My inadequacies as a mother left me particularly vulnerable at the baby clinic which I would have to attend regularly.   Here they examined the baby and weighed them.  Since I was breast feeding in those days when bottle feeding was more common I would find myself in a queue with huge burly babies and mine was like an underweight chicken.  The midwife would look at my tiny baby and say, “Well, what is happening here, he’s not thriving is he?”  Then, she would weigh him and say how underweight he was and I would slink back home the incompetent mother.  My failings recorded in neat script on the baby weight record card each week.

By the time I had my second I was more confident.  Babies can survive incompetency, I told myself.  I was no longer thrown by the huge fat babies around me.  One mother had a thin baby like me and stood crying as the midwife lectured her on the importance of giving the baby enough milk to sustain him.  I, by now, was made of sterner stuff and stood stony faced as she lectured me too.  Am I bothered? Written across my face.  Then when she took his nappy off I was scolded because his poo was liquid in nature.  “Your baby has diarrhoea and this is serious, he needs special electrolytes to protect him from dehydration.”  Thankfully, by this stage I realised that all breast fed babies had constantly runny poo so was not alarmed by either his weight or the consistency of his nappy.  
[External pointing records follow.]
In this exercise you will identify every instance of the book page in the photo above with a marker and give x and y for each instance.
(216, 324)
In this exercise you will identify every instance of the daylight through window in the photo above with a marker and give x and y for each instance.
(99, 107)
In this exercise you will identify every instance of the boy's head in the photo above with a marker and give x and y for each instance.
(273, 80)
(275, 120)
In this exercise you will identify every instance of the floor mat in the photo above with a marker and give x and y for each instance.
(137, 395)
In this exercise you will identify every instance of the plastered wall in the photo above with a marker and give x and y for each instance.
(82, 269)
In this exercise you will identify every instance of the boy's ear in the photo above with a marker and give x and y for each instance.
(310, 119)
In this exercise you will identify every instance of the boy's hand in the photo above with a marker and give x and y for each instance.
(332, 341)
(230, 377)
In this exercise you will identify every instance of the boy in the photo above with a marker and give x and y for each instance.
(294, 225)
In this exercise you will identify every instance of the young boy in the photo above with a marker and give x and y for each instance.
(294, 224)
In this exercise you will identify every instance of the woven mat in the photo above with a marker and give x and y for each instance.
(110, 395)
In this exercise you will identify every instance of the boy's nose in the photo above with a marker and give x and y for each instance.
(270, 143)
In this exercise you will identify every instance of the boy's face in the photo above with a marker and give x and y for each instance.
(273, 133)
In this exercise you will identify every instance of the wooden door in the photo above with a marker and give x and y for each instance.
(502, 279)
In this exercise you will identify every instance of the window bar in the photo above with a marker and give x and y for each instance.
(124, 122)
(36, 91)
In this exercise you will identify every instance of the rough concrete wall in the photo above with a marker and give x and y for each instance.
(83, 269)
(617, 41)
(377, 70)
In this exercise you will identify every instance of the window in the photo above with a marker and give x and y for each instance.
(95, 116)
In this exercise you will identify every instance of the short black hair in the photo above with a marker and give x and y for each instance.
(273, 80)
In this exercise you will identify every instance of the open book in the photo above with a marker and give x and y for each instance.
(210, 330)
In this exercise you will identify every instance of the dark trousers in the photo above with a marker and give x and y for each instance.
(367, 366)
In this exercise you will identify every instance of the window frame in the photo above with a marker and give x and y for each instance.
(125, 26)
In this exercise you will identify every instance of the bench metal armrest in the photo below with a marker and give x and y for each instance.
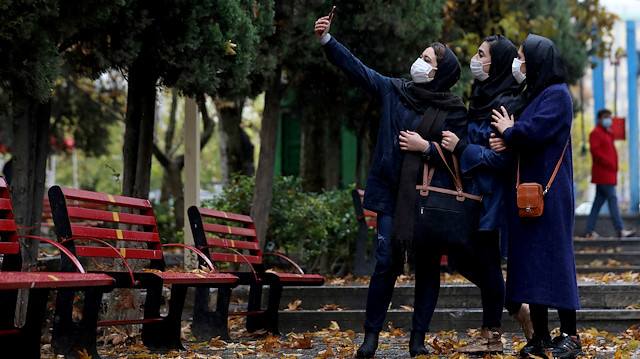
(115, 250)
(62, 249)
(285, 258)
(194, 249)
(242, 256)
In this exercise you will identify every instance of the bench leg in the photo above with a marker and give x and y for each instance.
(26, 344)
(68, 336)
(271, 314)
(8, 299)
(255, 321)
(208, 324)
(166, 334)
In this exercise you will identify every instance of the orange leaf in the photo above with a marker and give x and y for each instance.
(83, 354)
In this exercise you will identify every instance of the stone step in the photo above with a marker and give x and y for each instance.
(625, 258)
(597, 296)
(604, 226)
(460, 319)
(607, 244)
(584, 269)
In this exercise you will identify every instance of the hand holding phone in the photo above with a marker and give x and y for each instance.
(323, 24)
(331, 13)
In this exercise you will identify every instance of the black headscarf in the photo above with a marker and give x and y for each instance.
(545, 66)
(501, 88)
(436, 93)
(436, 101)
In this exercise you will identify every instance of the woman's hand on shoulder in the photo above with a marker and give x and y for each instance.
(412, 141)
(449, 140)
(497, 144)
(502, 120)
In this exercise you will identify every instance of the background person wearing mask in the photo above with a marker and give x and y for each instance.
(541, 266)
(494, 87)
(604, 173)
(404, 104)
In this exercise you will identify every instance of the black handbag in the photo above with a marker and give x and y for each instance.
(445, 219)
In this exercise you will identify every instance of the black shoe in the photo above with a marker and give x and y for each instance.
(369, 345)
(537, 346)
(565, 346)
(416, 343)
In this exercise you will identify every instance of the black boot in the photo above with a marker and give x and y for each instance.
(369, 346)
(416, 343)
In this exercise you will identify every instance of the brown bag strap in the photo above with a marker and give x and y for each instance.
(455, 176)
(553, 176)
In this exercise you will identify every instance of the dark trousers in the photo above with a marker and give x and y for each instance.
(482, 268)
(384, 278)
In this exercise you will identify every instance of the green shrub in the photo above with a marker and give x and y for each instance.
(315, 229)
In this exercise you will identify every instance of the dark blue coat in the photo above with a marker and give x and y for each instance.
(541, 262)
(488, 171)
(382, 183)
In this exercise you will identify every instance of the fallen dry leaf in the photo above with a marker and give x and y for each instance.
(295, 305)
(83, 354)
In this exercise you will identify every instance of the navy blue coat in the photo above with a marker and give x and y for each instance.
(541, 262)
(381, 190)
(488, 171)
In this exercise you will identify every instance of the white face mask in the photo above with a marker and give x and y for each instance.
(515, 70)
(420, 71)
(477, 69)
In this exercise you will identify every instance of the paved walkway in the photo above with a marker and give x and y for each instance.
(338, 344)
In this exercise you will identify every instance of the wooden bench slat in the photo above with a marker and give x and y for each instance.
(231, 243)
(229, 230)
(293, 278)
(5, 204)
(231, 257)
(106, 252)
(115, 234)
(197, 278)
(76, 213)
(34, 280)
(213, 213)
(105, 199)
(9, 248)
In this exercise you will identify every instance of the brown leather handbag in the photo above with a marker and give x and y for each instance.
(530, 196)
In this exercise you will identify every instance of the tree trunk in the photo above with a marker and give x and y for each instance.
(138, 138)
(177, 189)
(30, 127)
(333, 148)
(30, 132)
(136, 151)
(312, 147)
(232, 138)
(263, 190)
(168, 149)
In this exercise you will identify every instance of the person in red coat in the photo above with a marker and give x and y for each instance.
(604, 174)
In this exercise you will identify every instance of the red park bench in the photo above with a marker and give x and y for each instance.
(368, 219)
(130, 222)
(24, 342)
(230, 237)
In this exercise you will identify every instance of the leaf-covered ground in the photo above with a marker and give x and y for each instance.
(335, 343)
(332, 342)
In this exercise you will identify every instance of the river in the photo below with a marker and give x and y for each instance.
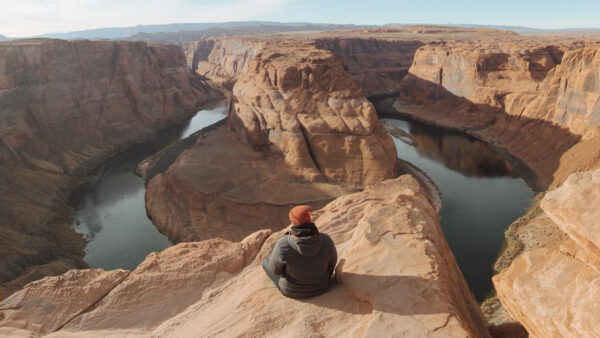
(481, 193)
(110, 210)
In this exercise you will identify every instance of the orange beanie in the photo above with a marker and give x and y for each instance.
(300, 214)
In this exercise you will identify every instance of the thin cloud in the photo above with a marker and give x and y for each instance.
(33, 17)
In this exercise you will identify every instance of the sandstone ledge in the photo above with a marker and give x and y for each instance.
(399, 278)
(553, 291)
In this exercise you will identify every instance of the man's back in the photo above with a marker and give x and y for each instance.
(306, 264)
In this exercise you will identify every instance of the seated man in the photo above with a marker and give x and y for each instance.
(303, 261)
With my third son at the baby clinic I was resigned to being lectured on runny poo and low weight and stood in line watching mothers reduced to tears by their fears.  It didn’t take much.  A comment as innocent as “She doesn’t grip my finger really well does she?” would have a new mother’s eyes watering in concern.  When you are feeling inadequate, any criticism is a bridge too far.  Mothers are ever prepared to feel responsible and/or guilty where their children are concerned.  I was then completely thrown when the midwife measured my third son’s head and showed me that he was off the chart in terms of head circumference.  Not sure what to make of this comment I asked what that meant.  She answered that his head was so large they suspected water on the brain and would be monitoring him carefully in the weeks ahead.  I wept all the way home and viewed my third son for months expecting his head to expand like an inflated balloon.  It didn’t and although finding hats to fit him was a challenge he thrived and was a normal child.  I wish someone had taken me aside and said worry less and love more.  But when you are parent, the truth is you are usually doing the best you can in the circumstances.  If you could do more you would.  Worrying is part of loving, I suspect.
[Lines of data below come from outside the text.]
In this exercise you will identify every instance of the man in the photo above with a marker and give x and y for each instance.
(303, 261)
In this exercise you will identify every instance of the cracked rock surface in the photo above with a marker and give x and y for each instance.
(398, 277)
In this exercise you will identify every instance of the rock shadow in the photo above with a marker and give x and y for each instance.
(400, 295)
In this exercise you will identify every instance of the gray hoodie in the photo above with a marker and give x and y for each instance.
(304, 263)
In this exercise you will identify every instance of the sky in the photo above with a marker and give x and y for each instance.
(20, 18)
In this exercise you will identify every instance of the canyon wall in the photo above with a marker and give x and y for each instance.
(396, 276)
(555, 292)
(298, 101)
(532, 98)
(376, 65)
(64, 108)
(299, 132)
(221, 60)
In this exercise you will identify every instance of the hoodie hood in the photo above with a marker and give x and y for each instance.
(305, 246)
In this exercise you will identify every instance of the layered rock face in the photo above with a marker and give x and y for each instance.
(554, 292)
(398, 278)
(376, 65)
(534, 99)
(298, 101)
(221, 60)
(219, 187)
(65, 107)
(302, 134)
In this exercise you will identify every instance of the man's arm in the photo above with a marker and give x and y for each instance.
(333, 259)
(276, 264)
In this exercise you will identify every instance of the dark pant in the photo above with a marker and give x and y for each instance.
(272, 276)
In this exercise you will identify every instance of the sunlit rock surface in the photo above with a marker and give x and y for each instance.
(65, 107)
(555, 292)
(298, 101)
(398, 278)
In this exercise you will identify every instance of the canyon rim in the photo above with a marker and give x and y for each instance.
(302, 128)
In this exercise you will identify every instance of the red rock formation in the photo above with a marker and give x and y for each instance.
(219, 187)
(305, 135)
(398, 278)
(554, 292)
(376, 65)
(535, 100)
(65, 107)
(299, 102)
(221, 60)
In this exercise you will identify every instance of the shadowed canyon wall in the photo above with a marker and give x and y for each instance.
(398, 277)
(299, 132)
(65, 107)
There was one other difference with my third son when he was a toddler and I have no idea if it is linked to head size or not. When he sneezed he would blast with his mouth closed and huge snots would invariably stretch down like long mozzarella drips extending to his feet.  His brothers would lecture him “when you sneeze open your mouth!” This however was beyond him and we grew accustomed to his ‘nose to toes’ snot connection.  It became one of his party pieces for the family accompanied with cries of “That’s a thick, green one!”

Of course mucus/snot/catarrh is actually part of the body’s immune system’s response to infection.  Mucus moistens and cleanses the nasal passages, traps foreign particles and stops them filtering into the respiratory system.  As well as fighting infection it humidifies the air reaching our lungs.  The glands of your throat and nose produce between 1 and 2 litres of mucus a day!  An unsanitary reality. 
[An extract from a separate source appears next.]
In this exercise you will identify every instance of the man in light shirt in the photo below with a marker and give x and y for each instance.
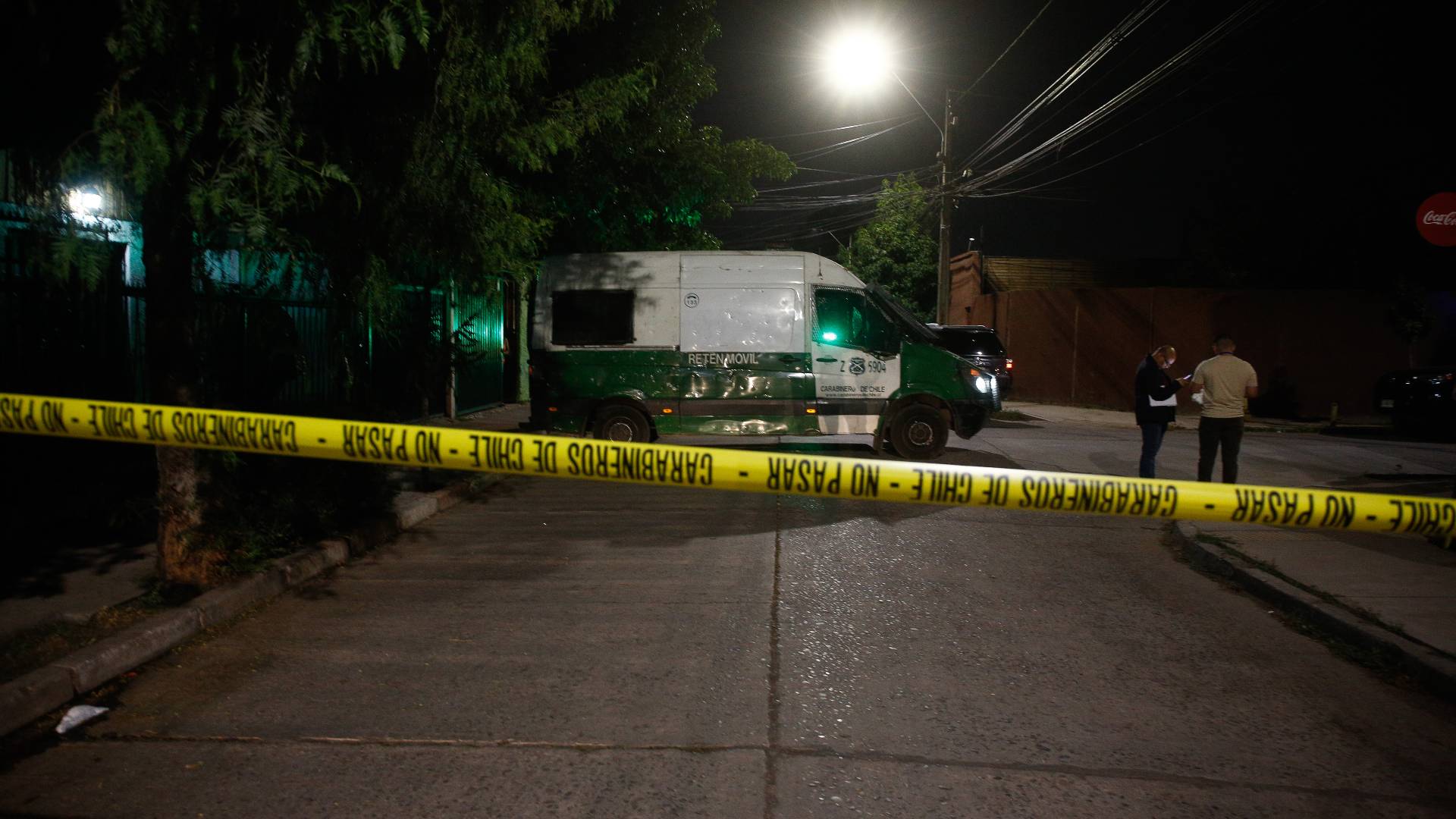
(1225, 382)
An early expert on sanitary conditions in London, a certain Sir John Simon, had fought to apply new theories of public health to cleaning up the foul smelling sewer that was London in the mid nineteenth century.  He also is reported to have written bittingly about one lady,

“Sandy Davis has balanced her post nasal condition with something like prefrontal lobotomy, so that when she is not a walking catarrh she is a blithering imbecile.”

Sir John Simon (English Physician 1816-1904)


However, since Sandy Davis, the actress mentioned was not born until 1937  (April 27, 1937 – March 2, 1992) Sir John Simon is unlikely to have actually been the source of this quote.  Sir John Simon’s name does however feature on the frieze of the London School of Hygiene and Tropical Medicine in celebration of his many outstanding contributions to public health.